I guess part of the reason I'm so cynical about politics is that the first time I remember anything specific about the president was when Nixon resigned.  My mom told me that this was an important, historical event that I should remember, so I did.  Even earlier, while I didn't really pay any attention to who was president when Nixon went to China, I do recall the event.  Even at such a young age I thought it wasn't nice to turn our back on the Taiwanese to recognize China, though I did understand China was a lot bigger and had the bomb.  A little kid can understand about giving in to bullies. 

Yet cynics are only cynical because they have ideals and hopes (that are repeatedly dashed).  I still keep hoping that someone will come along who is honorable and decent and will rise above petty politics.  (That's why I'm so especially disappointed in this season's presidental candidates—they're more honorable and decent that a lot of politicians, but still get sucked into the ugliness of partisan and petty politics.)  I keep hoping that the extremists on various issues will start listening to each other and to the centrists rather to just to those with whom they already agree, and will come to realize that none of us has all the answers.  I keep hoping, but am constantly disappointed.
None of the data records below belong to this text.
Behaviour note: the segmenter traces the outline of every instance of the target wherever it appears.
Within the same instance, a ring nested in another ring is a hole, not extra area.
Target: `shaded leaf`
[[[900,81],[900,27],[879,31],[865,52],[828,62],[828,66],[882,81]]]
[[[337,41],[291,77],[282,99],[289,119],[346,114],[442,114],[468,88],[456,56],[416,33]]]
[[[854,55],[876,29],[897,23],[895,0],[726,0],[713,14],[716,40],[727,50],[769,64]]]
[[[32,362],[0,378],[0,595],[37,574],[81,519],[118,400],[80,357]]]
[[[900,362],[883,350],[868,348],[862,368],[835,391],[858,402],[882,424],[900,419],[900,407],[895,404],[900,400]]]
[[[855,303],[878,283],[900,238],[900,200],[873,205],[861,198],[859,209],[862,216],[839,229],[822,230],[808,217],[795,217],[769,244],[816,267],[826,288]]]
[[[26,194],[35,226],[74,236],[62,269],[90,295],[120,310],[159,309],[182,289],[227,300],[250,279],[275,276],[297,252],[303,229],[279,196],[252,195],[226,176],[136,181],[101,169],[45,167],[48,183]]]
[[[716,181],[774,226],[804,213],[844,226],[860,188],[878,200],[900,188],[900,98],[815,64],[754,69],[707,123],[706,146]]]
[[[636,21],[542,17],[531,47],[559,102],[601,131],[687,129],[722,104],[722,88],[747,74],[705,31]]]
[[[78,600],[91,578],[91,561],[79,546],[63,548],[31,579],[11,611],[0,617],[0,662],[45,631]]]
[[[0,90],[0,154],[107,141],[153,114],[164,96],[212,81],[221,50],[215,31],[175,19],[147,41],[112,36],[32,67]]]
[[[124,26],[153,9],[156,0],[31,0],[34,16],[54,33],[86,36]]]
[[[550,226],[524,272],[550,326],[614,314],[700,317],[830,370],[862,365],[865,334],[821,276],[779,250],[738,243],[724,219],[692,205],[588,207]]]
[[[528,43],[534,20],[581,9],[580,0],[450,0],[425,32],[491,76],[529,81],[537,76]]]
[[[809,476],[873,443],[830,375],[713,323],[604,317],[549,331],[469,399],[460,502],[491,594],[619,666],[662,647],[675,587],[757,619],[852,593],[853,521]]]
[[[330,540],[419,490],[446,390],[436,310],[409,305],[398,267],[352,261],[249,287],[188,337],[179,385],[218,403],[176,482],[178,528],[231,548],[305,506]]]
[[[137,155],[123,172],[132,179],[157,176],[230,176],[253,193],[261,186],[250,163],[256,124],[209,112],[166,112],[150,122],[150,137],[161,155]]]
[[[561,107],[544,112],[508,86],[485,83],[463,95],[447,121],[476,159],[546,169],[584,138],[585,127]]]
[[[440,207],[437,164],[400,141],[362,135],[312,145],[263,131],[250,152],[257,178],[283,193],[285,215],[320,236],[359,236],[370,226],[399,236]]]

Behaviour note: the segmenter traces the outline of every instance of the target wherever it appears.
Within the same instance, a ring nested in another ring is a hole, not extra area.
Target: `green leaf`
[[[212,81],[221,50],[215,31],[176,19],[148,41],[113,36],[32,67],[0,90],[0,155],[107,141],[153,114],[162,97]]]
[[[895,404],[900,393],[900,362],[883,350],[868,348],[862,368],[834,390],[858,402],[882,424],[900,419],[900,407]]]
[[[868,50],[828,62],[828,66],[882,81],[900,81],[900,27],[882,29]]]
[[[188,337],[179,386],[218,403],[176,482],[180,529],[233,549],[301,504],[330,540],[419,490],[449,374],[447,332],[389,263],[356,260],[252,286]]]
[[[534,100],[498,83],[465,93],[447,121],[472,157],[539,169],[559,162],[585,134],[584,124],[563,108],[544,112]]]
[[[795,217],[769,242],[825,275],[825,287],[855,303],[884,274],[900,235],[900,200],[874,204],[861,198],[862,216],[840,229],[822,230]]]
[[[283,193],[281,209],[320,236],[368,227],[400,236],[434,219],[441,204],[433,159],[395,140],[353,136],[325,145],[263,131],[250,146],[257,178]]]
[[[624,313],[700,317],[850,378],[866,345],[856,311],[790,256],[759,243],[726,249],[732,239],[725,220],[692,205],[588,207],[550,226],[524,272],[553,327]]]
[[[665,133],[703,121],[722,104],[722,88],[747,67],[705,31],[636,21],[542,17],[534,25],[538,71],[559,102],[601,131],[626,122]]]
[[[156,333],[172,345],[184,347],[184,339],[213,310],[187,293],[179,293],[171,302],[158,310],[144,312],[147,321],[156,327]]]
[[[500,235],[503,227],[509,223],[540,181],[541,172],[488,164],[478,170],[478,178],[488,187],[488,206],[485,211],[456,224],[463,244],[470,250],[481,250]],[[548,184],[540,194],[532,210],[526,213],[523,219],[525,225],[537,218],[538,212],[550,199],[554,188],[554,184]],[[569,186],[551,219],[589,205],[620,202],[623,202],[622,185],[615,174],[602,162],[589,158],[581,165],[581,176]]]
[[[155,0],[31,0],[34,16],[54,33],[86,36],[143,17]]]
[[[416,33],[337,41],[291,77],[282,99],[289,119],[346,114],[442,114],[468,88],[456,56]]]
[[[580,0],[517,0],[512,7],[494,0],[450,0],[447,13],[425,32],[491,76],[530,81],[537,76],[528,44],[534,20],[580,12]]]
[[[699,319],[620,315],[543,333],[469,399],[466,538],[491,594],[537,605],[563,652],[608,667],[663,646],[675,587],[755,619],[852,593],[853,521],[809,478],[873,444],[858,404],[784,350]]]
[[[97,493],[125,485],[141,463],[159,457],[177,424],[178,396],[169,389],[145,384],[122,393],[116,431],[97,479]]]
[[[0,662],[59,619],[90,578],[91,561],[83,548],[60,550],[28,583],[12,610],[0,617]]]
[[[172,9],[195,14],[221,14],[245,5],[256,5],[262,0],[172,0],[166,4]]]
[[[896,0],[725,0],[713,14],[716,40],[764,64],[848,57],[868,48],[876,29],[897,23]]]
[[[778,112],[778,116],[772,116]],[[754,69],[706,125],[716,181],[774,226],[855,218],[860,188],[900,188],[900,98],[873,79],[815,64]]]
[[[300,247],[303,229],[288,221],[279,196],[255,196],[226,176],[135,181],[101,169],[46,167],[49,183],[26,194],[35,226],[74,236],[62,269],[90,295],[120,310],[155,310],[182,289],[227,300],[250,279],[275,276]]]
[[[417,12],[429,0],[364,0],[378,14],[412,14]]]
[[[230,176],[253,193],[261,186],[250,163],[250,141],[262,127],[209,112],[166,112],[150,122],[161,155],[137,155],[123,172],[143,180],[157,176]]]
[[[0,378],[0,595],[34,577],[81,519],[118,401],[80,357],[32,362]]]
I would like to avoid the whole mess, but I cannot.  I remind myself that the word "liturgy" original comes from the concept of the work of the people, in the sense of doing one's civic duty in a secular state.  I remind myself that the more cynical and idealistic I am the more I have a responsibility to do something, however futile.  I remind myself that Calvin held public office to be a calling to service.  I remind myself that our form of representative democracy in the state was inspired and informed by the presbyterian form of government of my church's tradition.  At the same time, I cannot forget that the checks and balances in both my nation's government and my church's government are there because of the acknowledgement that all institutions are formed of imperfect, yea, even corrupt, humans.  In other words, this glorious democracy works, however lurchingly, because it incorporates our realistic cynicism as well as our best hopes.

So, I don't believe the politicians, I refuse to be associated with a political party, and I disagree with everyone on all sides of the issues.  And, I vote.